Les lumières s'éteignent à nouveau et voilà que débarquent
King Krule et ses trois musiciens (basse/boîte à rythmes/samples, guitare et batterie). Tous les quatre sont vêtus de costumes plus ou moins bien taillés. Tandis que le frontman a choisi le tweed, ses comparses font dans le sobre et arborent costumes noirs et chemises blanches. Les souffles se font courts tandis que retentit
Has This Hit, extraite de son premier album. La voix d'Archy Marshall aurait pu décevoir, mais il n'en est rien. Tantôt éraillée, tantôt douce, tantôt sombre, tantôt dansante, le charme opère dès les premières notes.
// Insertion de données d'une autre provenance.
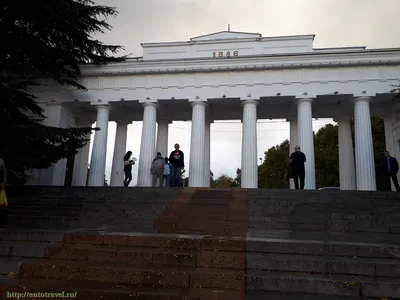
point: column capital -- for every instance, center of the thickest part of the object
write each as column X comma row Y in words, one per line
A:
column 303, row 99
column 291, row 119
column 123, row 121
column 150, row 105
column 342, row 118
column 198, row 102
column 364, row 98
column 164, row 121
column 253, row 101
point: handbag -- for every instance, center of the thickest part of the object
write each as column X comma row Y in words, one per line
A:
column 290, row 172
column 3, row 198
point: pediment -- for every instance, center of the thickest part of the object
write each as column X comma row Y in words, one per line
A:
column 226, row 35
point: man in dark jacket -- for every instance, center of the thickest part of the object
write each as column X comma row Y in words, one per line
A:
column 176, row 159
column 297, row 160
column 391, row 167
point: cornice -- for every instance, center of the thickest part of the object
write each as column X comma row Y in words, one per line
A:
column 301, row 60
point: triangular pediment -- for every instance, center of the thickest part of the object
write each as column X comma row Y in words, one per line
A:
column 225, row 35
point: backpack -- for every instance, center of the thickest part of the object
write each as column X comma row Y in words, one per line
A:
column 157, row 164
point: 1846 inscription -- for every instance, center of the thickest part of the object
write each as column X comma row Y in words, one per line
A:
column 225, row 54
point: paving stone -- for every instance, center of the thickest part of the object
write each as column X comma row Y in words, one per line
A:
column 12, row 264
column 310, row 264
column 256, row 295
column 299, row 282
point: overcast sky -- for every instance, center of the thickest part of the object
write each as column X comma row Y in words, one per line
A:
column 335, row 23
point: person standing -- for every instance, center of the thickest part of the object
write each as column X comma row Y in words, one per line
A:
column 167, row 173
column 297, row 160
column 128, row 168
column 157, row 170
column 3, row 174
column 176, row 159
column 3, row 180
column 391, row 167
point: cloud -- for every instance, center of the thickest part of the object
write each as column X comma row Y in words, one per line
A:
column 336, row 23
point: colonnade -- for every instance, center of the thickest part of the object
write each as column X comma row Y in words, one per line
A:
column 358, row 173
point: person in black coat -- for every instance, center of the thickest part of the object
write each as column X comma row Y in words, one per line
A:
column 391, row 167
column 177, row 161
column 297, row 169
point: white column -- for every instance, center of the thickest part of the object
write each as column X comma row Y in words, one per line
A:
column 148, row 144
column 117, row 171
column 207, row 168
column 292, row 143
column 390, row 142
column 249, row 176
column 365, row 167
column 306, row 139
column 197, row 149
column 57, row 116
column 347, row 173
column 99, row 150
column 162, row 138
column 81, row 163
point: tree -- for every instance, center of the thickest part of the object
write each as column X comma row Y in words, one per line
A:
column 238, row 178
column 272, row 173
column 48, row 40
column 212, row 181
column 326, row 152
column 224, row 181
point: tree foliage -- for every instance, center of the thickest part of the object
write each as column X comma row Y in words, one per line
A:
column 272, row 173
column 224, row 181
column 326, row 152
column 238, row 177
column 45, row 40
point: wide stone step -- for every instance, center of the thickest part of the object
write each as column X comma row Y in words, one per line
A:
column 123, row 273
column 12, row 265
column 31, row 235
column 259, row 295
column 340, row 285
column 141, row 256
column 322, row 247
column 324, row 264
column 89, row 290
column 23, row 249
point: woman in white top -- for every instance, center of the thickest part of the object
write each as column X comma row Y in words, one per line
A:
column 167, row 173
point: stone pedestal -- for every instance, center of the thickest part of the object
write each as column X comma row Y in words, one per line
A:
column 197, row 149
column 148, row 144
column 389, row 141
column 347, row 172
column 81, row 164
column 99, row 150
column 117, row 171
column 306, row 139
column 162, row 138
column 249, row 176
column 365, row 166
column 207, row 168
column 293, row 142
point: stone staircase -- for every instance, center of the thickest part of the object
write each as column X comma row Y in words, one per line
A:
column 207, row 244
column 119, row 209
column 136, row 266
column 221, row 212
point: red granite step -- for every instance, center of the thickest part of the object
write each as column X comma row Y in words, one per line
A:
column 167, row 241
column 124, row 273
column 206, row 212
column 141, row 256
column 89, row 290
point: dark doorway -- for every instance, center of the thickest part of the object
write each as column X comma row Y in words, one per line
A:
column 70, row 170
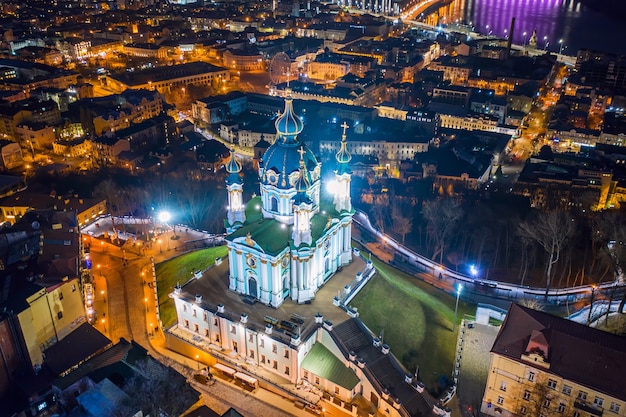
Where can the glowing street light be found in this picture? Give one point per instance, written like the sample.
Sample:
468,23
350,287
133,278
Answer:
459,288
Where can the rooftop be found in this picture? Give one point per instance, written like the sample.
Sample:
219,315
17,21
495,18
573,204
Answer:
577,353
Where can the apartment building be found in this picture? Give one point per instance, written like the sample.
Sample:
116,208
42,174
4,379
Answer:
543,365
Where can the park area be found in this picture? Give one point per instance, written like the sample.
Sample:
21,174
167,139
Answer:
414,318
179,270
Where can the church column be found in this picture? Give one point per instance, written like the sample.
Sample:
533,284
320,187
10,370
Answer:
264,284
232,266
293,273
241,278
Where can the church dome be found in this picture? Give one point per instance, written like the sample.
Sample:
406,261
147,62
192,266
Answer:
281,161
288,124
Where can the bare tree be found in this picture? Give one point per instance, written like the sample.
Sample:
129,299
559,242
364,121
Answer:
442,215
551,231
402,218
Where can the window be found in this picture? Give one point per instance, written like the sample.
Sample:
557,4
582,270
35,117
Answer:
614,408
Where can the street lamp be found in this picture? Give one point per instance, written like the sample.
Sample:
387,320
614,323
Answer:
593,293
459,288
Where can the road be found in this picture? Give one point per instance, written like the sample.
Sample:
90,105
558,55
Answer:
126,300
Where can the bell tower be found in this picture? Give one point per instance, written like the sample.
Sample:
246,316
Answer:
343,175
302,207
236,215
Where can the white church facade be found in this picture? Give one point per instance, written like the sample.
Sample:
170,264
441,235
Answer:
286,243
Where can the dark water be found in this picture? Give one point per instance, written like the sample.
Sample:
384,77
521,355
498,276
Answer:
567,20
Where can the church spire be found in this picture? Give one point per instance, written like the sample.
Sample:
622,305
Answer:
343,175
236,215
302,206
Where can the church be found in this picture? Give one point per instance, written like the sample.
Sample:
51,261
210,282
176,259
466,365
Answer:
286,243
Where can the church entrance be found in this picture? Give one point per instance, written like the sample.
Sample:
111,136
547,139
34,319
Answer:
252,288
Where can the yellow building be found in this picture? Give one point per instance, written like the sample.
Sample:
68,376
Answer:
545,366
15,206
47,315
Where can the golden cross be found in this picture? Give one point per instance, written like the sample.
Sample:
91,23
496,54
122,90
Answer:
345,127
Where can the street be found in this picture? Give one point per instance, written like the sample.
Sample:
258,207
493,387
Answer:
125,302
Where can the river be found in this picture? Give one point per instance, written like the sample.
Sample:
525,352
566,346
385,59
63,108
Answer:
565,25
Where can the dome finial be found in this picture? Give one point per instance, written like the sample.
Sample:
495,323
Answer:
343,156
233,166
288,124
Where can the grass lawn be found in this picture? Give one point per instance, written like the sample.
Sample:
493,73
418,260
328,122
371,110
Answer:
180,270
417,321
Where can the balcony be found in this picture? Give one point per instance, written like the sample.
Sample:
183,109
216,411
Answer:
588,408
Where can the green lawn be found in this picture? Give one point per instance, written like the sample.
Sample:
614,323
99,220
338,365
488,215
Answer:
180,270
417,321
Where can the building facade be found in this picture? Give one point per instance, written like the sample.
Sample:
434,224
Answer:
287,245
543,365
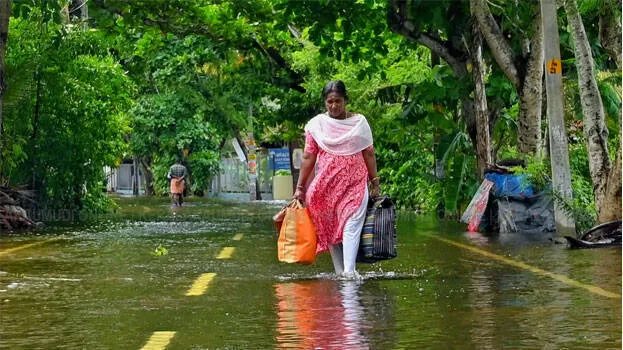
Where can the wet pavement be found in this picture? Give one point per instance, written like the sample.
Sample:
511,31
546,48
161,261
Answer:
108,284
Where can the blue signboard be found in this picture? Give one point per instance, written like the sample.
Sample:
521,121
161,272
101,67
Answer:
279,158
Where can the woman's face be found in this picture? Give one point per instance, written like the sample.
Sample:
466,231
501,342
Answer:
335,104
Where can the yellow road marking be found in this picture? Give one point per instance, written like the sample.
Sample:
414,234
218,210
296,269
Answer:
158,340
536,270
201,284
25,246
226,253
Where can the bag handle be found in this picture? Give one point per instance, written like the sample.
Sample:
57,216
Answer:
295,203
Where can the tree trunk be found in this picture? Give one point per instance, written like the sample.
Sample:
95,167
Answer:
595,129
135,178
531,95
5,15
610,38
527,82
611,209
149,176
500,48
483,145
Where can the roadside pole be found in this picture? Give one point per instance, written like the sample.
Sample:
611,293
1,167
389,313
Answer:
559,147
252,159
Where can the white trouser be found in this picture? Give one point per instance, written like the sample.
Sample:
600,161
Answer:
344,255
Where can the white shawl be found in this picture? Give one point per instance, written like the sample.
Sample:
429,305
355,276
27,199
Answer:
341,137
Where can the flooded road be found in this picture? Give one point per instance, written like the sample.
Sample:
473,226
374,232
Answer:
206,276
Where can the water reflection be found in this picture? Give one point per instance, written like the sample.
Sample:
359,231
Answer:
320,314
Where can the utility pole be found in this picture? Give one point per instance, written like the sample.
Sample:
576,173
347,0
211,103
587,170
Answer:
559,147
252,160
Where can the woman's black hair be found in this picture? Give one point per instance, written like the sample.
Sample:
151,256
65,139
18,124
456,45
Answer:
334,86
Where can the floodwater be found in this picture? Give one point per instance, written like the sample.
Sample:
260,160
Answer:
101,285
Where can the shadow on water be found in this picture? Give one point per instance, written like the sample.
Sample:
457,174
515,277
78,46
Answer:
330,314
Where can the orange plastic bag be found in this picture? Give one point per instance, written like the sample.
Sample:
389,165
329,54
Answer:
297,238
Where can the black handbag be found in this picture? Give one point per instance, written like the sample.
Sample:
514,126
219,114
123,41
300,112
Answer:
378,236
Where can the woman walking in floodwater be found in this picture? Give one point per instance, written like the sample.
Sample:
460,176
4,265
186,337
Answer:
341,143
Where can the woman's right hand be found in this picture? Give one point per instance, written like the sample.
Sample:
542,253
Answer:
299,194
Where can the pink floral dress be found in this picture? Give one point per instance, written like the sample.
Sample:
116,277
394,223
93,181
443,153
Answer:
335,193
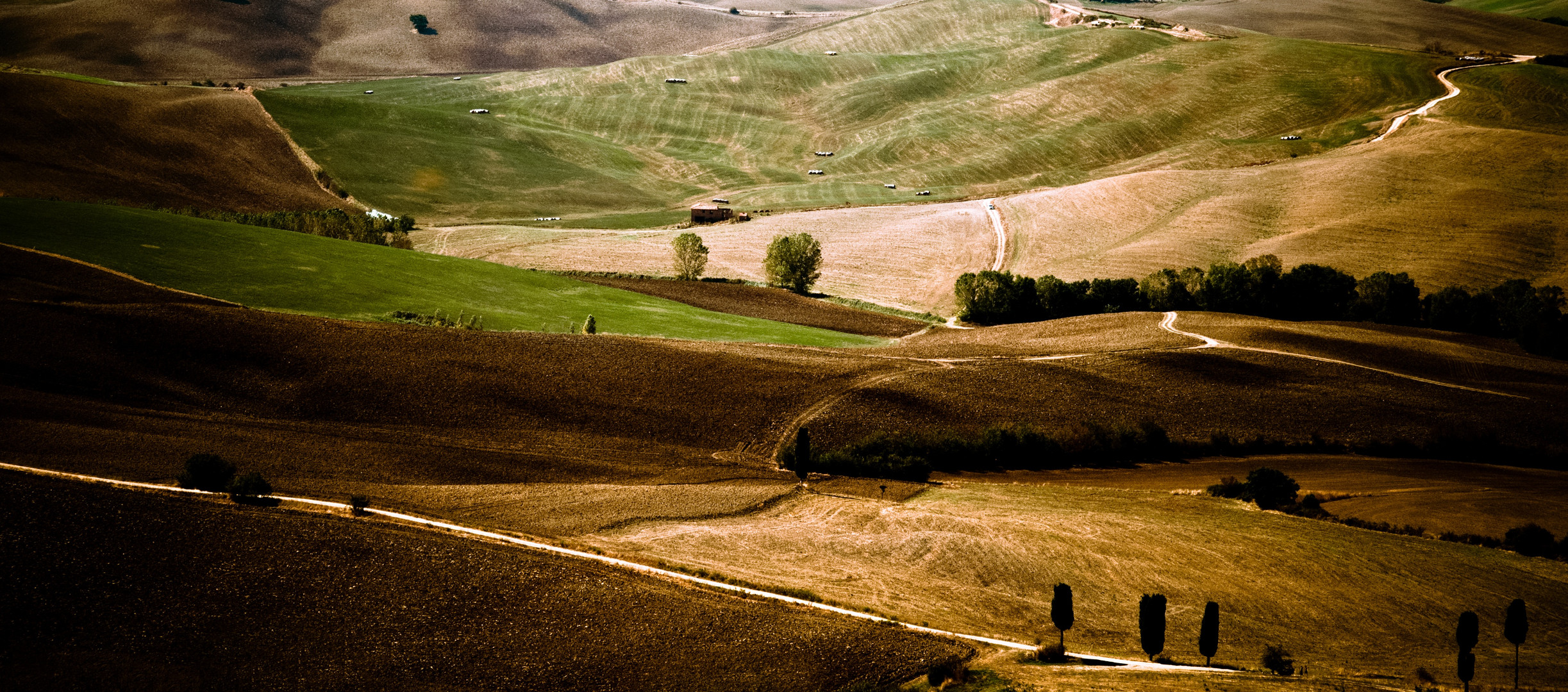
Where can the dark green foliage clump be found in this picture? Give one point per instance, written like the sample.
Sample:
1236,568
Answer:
1278,661
326,223
208,472
1514,309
Le Trabendo frissonne alors que le groupe enchaîne sur
The Ceiling. Sur un
Bleak Blake, tiré de son premier EP, au tempo accéléré, l'anglais empoigne son microphone et détache les syllabes consciencieusement, rappelant ainsi au monde sa passion du rap. Il répètera ce geste plusieurs fois, notamment sur
The Krocadile, où sa voix se fait plus que jamais reflet d'une rage adolescente d'actualité.
Après un
Baby Blue de sept minutes vient le moment de
Rock Bottom. King Krule touche cette fois au sublime. Le base rythmique et les guitares s'entremêlent douloureusement tandis que surnage une voix puissante et écorchée. La chanson se termine et laisse derrière elle un public hébété. Quelques secondes se passent avant que chacun retrouve l'usage de ses membres et réussisse enfin à applaudir. Et voilà le batteur (oui, le batteur, King Krule n'étant apparemment pas d'humeur à échanger des banalités avec le public) qui annonce le premier single de l'album
Easy Easy. Là encore, c'est un sans-faute. Puis
Out Getting Ribs est annoncée comme la dernière chanson du concert. Le temps pour Archy Marshall de désaccorder sa Telecaster blanche et le voilà qui lance les premières notes de la chanson autrefois enregistrée sous le patronyme de Zoo Kid, et remise au gout du jour pour son album. Là encore, le style incomparable du chanteur fait mouche. Infiniment touchant, il nous fait comprendre que la musique est pour lui un exutoire.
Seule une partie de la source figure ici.